At least in the case of free (as in freedom) software, the vulnerabilities can be exposed and patched. More importantly (and more relevant to this discussion), software freedom also tends to make it difficult for the original developer to hide malicious features.
Theoretically, yes, but if you're going to make that claim you'd need some hard data showing that exploitable bugs either happen less frequently or are going and patched earlier.
To be fair - they didn't make that claim, just left it up to you to assume the dichotomy.
It can be (and arguably is) true that "proprietary software is inherently insecure" - without requiring an opposite statement like "open source software is inherently secure" to also hold. (The wording in context _does_ strongly suggest that was the implied premise of the implied premise tho.)
How can I obtain reliable data on non-free software when the public cannot study the source code?
You also seem to discount the possibility of _intentional_ vulnerabilities (from the user's perspective) being included in the software by its developer.

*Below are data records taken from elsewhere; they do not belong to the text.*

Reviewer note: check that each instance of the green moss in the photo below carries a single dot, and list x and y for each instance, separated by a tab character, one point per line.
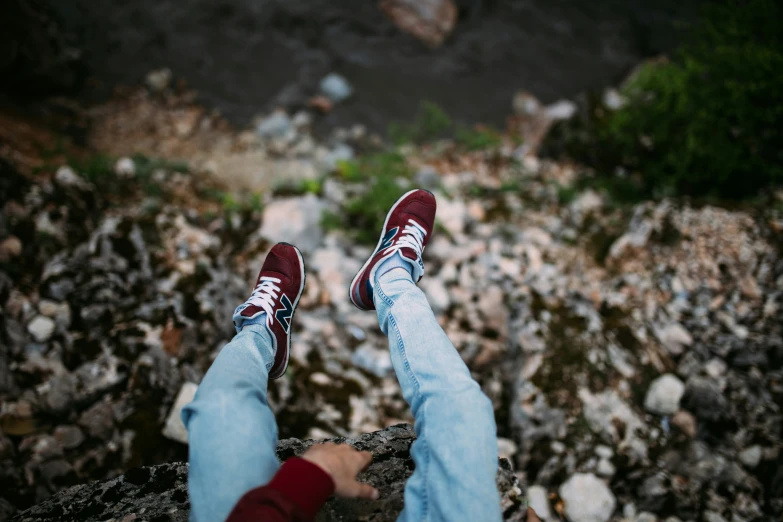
299	187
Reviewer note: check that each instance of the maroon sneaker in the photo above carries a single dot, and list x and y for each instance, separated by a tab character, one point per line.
278	289
407	230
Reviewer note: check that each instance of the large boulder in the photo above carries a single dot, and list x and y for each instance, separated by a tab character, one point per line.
160	492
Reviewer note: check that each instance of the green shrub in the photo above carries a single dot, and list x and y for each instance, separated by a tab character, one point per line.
384	177
708	123
432	122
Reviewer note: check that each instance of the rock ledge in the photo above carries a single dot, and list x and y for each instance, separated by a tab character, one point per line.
159	493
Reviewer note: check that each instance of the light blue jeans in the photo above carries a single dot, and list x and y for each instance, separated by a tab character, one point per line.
233	434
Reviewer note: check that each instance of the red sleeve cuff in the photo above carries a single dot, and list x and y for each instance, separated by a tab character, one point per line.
304	483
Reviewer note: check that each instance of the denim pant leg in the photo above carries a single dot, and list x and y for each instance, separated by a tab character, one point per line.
232	433
456	448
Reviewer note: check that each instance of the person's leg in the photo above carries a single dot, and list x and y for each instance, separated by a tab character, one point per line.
232	433
456	448
231	430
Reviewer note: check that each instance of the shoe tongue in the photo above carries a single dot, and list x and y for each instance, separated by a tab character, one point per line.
409	253
273	273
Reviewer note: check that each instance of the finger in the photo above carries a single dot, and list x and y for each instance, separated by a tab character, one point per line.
531	515
364	459
360	490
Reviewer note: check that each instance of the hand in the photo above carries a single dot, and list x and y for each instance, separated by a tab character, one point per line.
343	463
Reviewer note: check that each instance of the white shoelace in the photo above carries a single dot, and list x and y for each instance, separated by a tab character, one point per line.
265	295
412	237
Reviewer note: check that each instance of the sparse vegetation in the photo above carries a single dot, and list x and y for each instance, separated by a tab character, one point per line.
432	122
384	177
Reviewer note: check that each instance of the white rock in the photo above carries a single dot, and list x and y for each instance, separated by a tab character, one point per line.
507	448
41	328
664	394
715	368
294	220
174	428
538	499
750	457
373	360
336	88
66	177
646	516
125	168
605	468
587	498
605	452
712	516
437	294
606	410
340	153
674	337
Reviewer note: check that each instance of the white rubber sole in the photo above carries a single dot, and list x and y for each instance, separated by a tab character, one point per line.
380	241
293	313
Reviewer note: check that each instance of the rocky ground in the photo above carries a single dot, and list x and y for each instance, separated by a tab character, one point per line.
160	492
634	354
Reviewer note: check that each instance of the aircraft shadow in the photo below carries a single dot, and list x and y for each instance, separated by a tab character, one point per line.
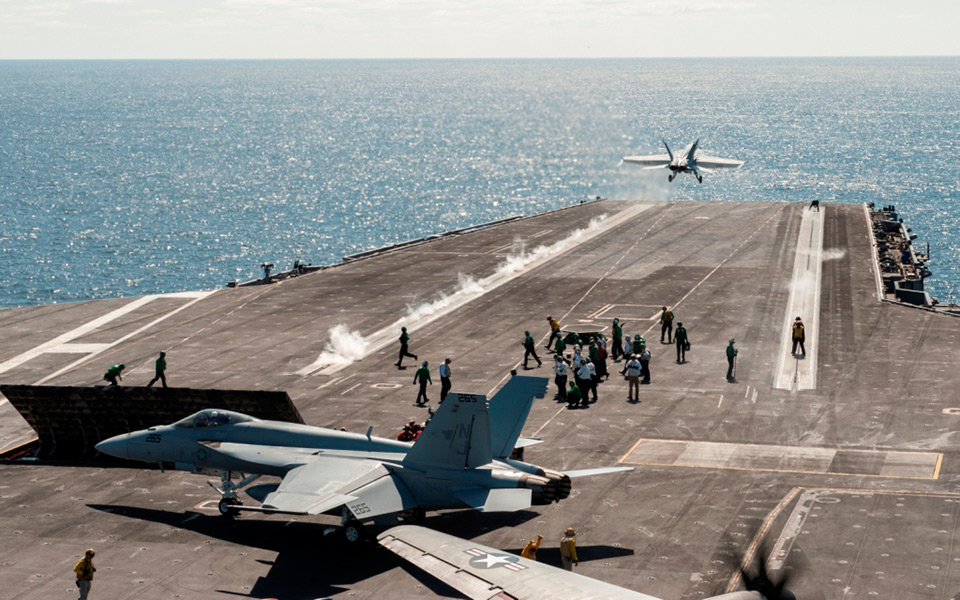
309	564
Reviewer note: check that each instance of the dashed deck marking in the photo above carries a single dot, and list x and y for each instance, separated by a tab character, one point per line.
785	459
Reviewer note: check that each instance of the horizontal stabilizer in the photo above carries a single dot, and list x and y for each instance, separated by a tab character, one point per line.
600	471
484	573
496	500
524	442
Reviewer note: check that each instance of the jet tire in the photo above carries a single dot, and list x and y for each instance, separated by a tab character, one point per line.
353	532
414	516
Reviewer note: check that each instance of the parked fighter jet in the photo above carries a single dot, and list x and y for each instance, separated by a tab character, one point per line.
691	160
460	460
483	573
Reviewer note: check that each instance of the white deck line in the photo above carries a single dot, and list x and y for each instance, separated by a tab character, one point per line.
792	373
196	297
73	334
506	272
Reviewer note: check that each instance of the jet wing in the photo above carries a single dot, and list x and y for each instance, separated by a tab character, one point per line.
484	573
366	487
712	162
651	161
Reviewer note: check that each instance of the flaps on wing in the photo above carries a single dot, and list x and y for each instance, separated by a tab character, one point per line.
712	162
496	500
483	573
649	161
524	442
325	483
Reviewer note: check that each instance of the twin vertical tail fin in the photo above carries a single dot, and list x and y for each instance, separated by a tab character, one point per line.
460	434
669	153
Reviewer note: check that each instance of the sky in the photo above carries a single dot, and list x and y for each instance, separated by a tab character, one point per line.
200	29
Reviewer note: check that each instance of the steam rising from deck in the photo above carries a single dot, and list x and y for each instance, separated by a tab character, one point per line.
346	345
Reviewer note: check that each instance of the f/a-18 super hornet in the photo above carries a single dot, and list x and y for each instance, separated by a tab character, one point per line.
483	573
461	460
691	160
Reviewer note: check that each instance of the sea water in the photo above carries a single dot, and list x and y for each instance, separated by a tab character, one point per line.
122	178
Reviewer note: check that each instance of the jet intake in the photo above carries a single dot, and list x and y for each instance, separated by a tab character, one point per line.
547	486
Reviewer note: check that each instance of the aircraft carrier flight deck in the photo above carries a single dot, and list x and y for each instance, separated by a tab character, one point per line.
843	462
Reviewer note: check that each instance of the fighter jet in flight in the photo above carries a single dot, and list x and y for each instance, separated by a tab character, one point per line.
461	460
483	573
691	160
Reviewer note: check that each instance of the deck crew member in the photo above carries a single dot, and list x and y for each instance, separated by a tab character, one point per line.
617	340
682	343
159	368
85	570
529	349
799	336
422	376
445	384
560	376
404	341
666	325
568	549
530	550
632	370
554	330
731	359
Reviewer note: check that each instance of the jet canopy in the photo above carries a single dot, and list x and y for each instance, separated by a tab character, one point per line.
213	417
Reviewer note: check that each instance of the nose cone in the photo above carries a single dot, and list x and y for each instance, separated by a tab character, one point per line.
117	446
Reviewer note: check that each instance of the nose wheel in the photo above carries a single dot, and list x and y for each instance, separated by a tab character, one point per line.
228	507
353	532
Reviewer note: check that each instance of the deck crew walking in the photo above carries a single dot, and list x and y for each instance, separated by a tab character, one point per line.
159	368
560	376
731	359
617	340
529	349
84	570
404	341
568	549
633	369
554	331
683	342
799	336
445	384
422	376
666	325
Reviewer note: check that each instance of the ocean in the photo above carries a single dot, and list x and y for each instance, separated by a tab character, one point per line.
123	178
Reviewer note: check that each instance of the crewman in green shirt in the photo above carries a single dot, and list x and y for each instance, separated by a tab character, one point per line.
160	366
422	376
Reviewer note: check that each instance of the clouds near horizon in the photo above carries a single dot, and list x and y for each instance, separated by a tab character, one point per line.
53	29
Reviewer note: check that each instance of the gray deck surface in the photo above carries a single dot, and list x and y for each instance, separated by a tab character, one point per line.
856	481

You appear to be unaware of the large industry reverse-engineering software of all sorts. You could compare comparable projects and see whether source availability correlates with fewer vulnerabilities, lower severity, etc.
Similarly, the security community has discussed the possibility of intentional vulnerabilities in opensource software for decades. Sure, someone would probably notice if you submitted secret-nsa-exploit.patch but it's unclear that someone would notice if e.g. you submitted a Heartbleed-style bug, not to mention something the NSA's dual curve backdoor.
To be clear, I've been working with open-source software since the mid-90s. I think the model has a lot to offer but it's not magic. Lazy fanboy activism doesn't do anything but lower your credibility and help the companies which are arguing that open-source isn't safe to use (or isn't safe to use without paying them to manage it).